Dutzende staatliche Unternehmen in Rumänien verzeichnen historische Verluste in Höhe von insgesamt rund 14 Milliarden Lei (etwa 2,7 Milliarden Euro). Das geht aus Daten hervor, die die stellvertretende Ministerpräsidentin Oana Gheorghiu am Donnerstag vorgestellt hat. Sie kündigte an, in der kommenden Woche der Regierung ein Pilotprojekt zur Sanierung von 22 staatlichen Unternehmen vorzulegen. Während einige Unternehmen wegen ihrer strategischen Bedeutung unterstützt werden müssten, seien andere umzustrukturieren oder zu reformieren, und wieder andere zu schließen, so die Vize-Premierministerin.

 

Rumänien hat in Washington Gespräche mit Vertretern des Pharmakonzerns Pfizer aufgenommen, um Schulden in Höhe von mehr als 600 Millionen Euro in eine Lieferung innovativer Medikamente umzuwandeln. Gesundheitsminister Alexandru Rogobete und Finanzminister Alexandru Nazare erklärten, Ziel sei es, die Situation in einen Vorteil für Patienten zu verwandeln. Vorgeschlagen wird, die Verbindlichkeiten in moderne Therapien umzuwandeln, insbesondere für Krebspatienten und Menschen mit seltenen Erkrankungen. Pfizer soll nun den technischen Rahmen für weitere Verhandlungen prüfen. Anfang des Monats hatte Rumänien vor Gericht einen Rechtsstreit mit Pfizer verloren, nachdem die Regierung die Bezahlung von über 20 Millionen vorbestellten COVID-19-Impfdosen verweigert hatte.

 

Die jährliche Inflationsrate in der Europäischen Union ist im März auf 2,8 Prozent gestiegen, nach 2,1 Prozent im Februar. Rumänien bleibt laut Angaben des EU-Statistikamts Eurostat das Land mit der höchsten Inflationsrate.

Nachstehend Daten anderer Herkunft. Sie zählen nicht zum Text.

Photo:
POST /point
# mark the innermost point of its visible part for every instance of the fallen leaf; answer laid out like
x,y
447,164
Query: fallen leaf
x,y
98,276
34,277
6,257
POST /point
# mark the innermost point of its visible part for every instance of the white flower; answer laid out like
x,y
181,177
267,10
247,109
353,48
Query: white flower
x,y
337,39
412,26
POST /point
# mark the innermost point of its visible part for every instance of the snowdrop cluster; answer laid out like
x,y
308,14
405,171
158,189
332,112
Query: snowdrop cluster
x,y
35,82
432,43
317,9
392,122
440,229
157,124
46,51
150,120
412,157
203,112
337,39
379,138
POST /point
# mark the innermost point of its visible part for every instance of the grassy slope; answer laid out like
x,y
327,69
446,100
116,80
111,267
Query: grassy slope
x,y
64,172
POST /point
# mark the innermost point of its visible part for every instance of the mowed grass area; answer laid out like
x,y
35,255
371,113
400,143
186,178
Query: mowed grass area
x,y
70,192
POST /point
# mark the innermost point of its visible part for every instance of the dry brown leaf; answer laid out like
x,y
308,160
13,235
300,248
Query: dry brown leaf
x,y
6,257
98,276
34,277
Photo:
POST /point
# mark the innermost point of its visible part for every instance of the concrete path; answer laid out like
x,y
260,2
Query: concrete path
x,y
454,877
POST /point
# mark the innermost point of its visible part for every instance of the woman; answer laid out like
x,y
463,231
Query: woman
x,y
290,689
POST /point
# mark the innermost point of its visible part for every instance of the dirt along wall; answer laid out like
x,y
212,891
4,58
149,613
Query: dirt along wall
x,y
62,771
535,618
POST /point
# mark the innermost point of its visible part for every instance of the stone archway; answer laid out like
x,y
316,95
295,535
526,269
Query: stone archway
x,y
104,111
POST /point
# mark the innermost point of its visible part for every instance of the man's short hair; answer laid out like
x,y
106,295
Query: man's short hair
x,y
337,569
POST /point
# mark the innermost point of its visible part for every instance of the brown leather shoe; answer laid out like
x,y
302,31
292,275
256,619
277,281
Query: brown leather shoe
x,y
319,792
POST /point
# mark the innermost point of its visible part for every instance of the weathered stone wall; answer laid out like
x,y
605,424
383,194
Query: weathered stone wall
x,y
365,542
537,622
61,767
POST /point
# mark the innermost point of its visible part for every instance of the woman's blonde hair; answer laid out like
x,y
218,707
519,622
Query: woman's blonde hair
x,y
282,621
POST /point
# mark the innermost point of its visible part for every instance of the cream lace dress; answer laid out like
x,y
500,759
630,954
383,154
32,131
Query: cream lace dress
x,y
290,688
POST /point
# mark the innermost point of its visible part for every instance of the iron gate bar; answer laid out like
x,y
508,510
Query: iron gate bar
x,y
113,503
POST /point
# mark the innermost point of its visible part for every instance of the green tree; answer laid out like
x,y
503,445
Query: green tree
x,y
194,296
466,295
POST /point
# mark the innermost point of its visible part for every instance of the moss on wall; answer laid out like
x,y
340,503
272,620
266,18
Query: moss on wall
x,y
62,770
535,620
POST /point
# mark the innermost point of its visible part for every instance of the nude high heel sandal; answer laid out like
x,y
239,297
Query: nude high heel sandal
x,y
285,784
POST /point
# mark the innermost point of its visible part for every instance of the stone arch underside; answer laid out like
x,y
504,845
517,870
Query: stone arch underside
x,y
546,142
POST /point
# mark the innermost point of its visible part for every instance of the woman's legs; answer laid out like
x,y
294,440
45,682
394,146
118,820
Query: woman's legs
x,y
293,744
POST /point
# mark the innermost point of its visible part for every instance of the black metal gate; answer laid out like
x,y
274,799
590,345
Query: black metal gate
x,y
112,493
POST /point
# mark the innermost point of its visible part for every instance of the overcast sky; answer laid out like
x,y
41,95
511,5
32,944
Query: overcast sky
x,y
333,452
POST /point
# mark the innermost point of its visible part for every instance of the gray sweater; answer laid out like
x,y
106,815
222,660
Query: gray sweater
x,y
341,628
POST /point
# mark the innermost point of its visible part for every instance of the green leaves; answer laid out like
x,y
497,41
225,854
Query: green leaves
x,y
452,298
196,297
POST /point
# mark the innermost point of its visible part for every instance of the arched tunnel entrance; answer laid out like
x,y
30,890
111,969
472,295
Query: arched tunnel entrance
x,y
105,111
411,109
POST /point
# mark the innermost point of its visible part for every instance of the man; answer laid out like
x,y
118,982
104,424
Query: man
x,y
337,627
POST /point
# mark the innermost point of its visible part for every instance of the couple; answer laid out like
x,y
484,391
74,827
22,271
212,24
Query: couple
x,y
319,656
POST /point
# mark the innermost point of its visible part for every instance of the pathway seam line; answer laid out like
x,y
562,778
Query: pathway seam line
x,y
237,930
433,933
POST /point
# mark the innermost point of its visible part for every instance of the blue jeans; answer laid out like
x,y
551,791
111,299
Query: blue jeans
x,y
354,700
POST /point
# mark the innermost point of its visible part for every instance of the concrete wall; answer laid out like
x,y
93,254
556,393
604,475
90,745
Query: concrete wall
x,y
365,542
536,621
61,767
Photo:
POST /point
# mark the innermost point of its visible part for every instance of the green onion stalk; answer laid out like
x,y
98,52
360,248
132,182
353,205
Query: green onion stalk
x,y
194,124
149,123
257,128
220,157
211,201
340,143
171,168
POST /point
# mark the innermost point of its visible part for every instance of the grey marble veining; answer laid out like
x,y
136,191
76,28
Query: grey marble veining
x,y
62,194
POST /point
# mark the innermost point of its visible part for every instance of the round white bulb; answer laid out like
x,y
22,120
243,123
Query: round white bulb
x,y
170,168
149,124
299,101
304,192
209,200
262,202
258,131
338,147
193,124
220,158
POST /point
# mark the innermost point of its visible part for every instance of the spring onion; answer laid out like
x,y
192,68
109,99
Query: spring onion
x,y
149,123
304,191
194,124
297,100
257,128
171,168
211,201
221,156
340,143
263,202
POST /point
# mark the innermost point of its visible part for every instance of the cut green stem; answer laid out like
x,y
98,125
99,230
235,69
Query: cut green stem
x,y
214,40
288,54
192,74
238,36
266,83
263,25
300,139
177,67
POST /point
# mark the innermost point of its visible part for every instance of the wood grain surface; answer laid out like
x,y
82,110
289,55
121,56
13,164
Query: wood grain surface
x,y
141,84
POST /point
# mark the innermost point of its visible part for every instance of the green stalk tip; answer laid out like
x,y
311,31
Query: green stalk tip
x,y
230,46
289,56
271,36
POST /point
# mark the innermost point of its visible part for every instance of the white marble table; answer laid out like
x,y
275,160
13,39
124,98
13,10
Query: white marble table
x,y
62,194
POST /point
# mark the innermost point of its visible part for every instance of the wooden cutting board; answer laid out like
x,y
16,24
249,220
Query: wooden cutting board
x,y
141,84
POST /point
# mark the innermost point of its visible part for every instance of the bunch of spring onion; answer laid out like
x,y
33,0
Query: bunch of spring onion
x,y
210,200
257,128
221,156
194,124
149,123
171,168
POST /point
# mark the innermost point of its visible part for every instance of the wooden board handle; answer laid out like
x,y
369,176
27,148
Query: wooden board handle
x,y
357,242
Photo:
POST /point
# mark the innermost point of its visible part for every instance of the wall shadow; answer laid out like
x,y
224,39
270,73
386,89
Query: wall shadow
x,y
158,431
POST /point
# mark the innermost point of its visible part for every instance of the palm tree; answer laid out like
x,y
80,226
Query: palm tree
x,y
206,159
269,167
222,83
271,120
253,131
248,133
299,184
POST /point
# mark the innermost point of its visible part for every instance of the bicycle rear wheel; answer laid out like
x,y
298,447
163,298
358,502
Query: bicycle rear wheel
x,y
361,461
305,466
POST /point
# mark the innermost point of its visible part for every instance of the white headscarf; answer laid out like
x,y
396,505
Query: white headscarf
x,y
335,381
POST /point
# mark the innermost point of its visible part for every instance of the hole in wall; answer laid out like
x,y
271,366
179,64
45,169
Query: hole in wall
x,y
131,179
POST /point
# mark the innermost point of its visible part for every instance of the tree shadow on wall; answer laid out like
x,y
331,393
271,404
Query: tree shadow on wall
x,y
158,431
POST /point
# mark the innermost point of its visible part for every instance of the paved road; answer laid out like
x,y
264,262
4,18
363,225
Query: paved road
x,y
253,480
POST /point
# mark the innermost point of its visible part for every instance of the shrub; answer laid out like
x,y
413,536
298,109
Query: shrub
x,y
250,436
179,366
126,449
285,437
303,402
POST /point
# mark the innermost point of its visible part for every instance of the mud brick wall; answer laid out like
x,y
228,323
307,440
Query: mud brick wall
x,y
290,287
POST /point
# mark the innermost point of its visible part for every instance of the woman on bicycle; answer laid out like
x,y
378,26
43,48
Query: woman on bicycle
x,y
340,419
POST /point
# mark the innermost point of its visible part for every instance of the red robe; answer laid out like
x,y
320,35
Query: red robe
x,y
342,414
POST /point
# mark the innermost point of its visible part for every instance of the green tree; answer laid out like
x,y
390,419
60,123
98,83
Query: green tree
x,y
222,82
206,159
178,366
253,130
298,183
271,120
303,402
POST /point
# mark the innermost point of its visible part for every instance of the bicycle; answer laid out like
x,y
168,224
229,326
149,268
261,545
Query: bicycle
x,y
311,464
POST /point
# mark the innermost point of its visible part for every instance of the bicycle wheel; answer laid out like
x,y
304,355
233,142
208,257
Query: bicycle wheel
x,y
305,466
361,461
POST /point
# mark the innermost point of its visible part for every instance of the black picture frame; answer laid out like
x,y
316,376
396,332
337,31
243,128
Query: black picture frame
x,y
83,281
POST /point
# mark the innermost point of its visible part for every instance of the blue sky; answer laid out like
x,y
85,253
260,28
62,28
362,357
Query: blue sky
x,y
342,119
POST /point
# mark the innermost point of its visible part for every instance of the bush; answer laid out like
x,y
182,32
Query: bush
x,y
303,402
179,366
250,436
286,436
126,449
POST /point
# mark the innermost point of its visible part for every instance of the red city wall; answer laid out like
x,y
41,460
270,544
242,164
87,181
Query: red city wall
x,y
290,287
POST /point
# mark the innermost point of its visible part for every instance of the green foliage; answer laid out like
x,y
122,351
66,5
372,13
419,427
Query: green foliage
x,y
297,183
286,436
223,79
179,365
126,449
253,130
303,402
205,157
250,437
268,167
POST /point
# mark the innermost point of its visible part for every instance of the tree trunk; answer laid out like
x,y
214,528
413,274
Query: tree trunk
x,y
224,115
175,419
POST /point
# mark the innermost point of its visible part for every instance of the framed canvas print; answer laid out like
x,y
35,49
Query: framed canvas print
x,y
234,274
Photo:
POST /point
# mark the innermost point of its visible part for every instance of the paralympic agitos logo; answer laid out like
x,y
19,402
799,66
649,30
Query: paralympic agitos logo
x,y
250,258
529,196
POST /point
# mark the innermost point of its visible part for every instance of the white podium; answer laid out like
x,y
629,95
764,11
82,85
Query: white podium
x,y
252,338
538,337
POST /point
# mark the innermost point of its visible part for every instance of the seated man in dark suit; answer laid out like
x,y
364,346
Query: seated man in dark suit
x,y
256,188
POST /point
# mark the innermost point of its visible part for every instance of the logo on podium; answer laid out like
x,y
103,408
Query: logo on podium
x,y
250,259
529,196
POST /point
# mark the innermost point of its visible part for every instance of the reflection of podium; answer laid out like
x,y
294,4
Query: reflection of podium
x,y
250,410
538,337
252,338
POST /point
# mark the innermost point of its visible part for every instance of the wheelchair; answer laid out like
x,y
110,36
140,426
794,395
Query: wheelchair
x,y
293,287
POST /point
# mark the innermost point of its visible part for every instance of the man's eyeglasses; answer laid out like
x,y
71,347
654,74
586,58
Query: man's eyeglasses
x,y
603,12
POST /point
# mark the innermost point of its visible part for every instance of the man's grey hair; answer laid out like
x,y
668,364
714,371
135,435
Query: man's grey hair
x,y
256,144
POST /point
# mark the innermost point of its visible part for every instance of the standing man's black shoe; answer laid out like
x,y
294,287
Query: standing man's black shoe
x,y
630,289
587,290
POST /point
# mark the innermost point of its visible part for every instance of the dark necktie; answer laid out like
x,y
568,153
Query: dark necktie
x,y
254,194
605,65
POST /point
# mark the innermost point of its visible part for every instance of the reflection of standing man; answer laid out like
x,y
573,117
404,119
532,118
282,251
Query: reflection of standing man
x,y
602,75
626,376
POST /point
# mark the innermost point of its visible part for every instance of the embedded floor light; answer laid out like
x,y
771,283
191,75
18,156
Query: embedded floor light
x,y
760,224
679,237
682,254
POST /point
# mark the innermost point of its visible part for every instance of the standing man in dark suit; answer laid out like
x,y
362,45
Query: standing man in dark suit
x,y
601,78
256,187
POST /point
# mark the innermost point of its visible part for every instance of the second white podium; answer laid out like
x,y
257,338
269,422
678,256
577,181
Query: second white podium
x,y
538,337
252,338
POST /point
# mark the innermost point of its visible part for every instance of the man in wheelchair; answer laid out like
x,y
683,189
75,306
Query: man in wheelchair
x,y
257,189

Nach Daten des Nationalen Statistikamts lag die Jahresinflation in Rumänien im März bei 9,87 Prozent. Verteuert haben sich Dienstleistungen sowie Nahrungsmittel und Non-Food-Produkte. Auch Grundnahrungsmittel wie Brot, Milch, Eier und Fleisch wurden trotz gedeckelter Handelsspannen teurer.

 

 In Rumänien gilt am Freitag und Samstag eine Unwetterwarnung der Stufe Gelb für den Süden, Osten, die Landesmitte und den Südosten des Landes. Erwartet werden Schauer, Gewitter sowie Windböen mit einer Geschwindigkeit von 50 bis 55 Stundenkilometern. Am Samstag tritt eine weitere gelbe Warnung wegen auffrischenden Winds in Kraft, vor allem im Osten sowie im Südosten und Süden. Die Höchsttemperaturen liegen zwischen 12 und 22 Grad. In Bukarest wurden am frühen Nachmittag 21 Grad bei strahlendem Sonnenschein gemessen.